I was emotionally shaken when I received these letters. They arrived as the Covid pandemic was isolating us and fundamentally changing the pattern of our lives.

To read Forbes’s words — to see his writing at critical moments in his life: on the eve of joining the Canadian Scottish, and in the days immediately leading up to Vimy Ridge — was to hear his voice.

A complete stranger had given me something that no one else could: a direct connection to my great uncle.

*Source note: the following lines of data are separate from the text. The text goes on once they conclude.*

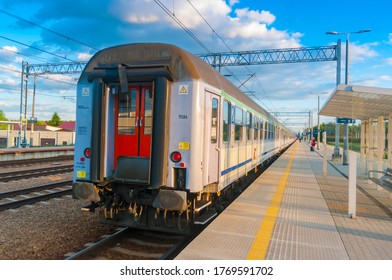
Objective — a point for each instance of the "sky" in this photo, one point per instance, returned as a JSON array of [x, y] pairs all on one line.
[[73, 30]]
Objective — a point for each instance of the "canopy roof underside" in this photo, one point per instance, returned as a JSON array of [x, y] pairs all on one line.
[[358, 102]]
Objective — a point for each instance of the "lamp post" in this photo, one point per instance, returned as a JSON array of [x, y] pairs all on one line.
[[345, 138], [318, 117]]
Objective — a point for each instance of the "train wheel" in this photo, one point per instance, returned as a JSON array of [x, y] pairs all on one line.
[[137, 212], [183, 221], [167, 219]]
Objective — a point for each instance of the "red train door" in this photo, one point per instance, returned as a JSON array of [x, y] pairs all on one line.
[[133, 125]]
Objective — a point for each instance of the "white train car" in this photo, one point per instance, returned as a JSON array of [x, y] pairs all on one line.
[[163, 140]]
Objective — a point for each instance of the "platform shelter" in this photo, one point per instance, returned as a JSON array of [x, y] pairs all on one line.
[[373, 107]]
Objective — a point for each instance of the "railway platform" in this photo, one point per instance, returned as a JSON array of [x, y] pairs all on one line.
[[294, 212], [12, 154]]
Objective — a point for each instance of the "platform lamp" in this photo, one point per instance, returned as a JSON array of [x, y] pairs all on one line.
[[345, 143]]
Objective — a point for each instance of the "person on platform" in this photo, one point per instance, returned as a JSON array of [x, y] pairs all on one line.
[[313, 144]]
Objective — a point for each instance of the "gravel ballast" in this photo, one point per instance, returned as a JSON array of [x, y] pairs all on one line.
[[47, 230]]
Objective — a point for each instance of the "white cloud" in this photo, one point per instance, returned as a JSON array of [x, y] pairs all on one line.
[[385, 78], [84, 56], [359, 52], [389, 60], [242, 29], [245, 15], [233, 2]]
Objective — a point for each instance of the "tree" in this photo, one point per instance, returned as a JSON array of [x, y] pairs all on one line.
[[55, 121], [3, 118]]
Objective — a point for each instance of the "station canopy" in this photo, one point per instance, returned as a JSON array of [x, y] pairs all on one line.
[[358, 102]]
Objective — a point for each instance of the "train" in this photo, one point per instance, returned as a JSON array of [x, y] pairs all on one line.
[[163, 140]]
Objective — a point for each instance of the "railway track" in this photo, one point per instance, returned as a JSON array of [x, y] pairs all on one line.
[[37, 172], [18, 198], [29, 162], [131, 244]]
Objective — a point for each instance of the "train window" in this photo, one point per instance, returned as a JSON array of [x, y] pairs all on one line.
[[256, 122], [261, 129], [126, 112], [147, 111], [268, 131], [226, 123], [238, 124], [248, 124], [214, 121]]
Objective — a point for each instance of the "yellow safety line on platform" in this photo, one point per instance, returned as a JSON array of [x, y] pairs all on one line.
[[264, 234]]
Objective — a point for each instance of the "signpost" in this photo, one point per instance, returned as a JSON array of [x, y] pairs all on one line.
[[345, 120]]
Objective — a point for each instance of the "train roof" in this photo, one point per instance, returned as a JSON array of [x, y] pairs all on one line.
[[176, 64]]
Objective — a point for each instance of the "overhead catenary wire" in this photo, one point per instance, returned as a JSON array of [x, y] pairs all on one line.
[[47, 29], [230, 49], [35, 48]]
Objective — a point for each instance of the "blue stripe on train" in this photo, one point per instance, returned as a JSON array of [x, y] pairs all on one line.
[[235, 167], [224, 172]]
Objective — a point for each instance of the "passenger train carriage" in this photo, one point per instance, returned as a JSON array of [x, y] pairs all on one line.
[[163, 139]]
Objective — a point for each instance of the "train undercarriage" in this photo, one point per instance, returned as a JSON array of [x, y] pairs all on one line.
[[161, 209]]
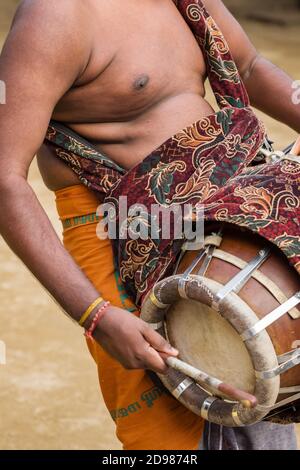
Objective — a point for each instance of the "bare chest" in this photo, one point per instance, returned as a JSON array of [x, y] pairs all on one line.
[[145, 54]]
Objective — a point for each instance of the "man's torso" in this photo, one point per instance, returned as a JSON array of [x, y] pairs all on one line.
[[151, 86]]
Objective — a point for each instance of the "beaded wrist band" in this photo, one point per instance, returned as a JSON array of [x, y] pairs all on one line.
[[89, 310], [100, 314]]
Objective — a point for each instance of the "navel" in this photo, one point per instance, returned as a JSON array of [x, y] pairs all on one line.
[[141, 82]]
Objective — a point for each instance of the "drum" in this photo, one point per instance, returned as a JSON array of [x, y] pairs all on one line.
[[232, 310]]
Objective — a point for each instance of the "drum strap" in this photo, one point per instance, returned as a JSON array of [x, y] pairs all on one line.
[[258, 276]]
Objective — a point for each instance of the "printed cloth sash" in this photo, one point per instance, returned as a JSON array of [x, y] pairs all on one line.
[[205, 163]]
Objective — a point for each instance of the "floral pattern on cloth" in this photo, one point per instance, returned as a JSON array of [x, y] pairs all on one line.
[[206, 163]]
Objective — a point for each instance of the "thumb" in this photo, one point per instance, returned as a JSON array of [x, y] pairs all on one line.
[[296, 148], [158, 342]]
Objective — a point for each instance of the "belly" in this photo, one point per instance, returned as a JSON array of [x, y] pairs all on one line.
[[127, 143]]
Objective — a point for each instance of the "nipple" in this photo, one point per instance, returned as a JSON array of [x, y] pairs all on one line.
[[141, 82]]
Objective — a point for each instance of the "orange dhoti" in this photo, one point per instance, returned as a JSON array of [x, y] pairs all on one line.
[[146, 417]]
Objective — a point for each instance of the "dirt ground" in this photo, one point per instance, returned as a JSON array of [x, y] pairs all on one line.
[[49, 395]]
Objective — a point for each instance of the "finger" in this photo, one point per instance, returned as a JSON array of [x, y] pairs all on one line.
[[158, 342], [154, 361], [296, 148]]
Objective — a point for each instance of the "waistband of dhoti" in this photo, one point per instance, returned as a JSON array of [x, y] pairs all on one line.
[[76, 206]]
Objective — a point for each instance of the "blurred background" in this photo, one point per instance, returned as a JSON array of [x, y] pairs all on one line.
[[49, 394]]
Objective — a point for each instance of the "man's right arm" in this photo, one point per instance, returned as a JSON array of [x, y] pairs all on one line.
[[38, 66]]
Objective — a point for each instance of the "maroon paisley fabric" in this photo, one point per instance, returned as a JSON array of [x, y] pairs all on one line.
[[206, 163]]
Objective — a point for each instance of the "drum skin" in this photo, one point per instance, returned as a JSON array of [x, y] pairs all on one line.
[[285, 332]]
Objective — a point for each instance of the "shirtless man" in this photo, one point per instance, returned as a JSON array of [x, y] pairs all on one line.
[[126, 75]]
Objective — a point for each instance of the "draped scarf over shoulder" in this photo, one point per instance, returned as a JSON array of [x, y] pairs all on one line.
[[205, 163]]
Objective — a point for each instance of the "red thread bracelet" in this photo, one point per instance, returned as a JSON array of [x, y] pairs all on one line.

Throughout this discovery I have often thought of my grandmother — Forbes’s younger sister. She had spoken of him many times and I regret not having paid closer attention. I remember a few of her stories, and in time I will capture them when I tell my uncle’s story. I know, however, that she would have been absolutely amazed by the path this has taken, the things I have learned and the connections I have made.

When I received Forbes letters I didn’t have the time to read them closely and pay them the attention they deserved. The temporary reward was simply having them. I put them aside until I could look at them in detail and begin to tell the story that has now become a passion: and it seems now is that time.

A letter to his cousin, Edith Gertrude Perley on November 18, 1916. At the time the 16th Battalion was in transition from the Somme, having come through the battles of Regina Trench, Flers Courcellette and Ancre Heights.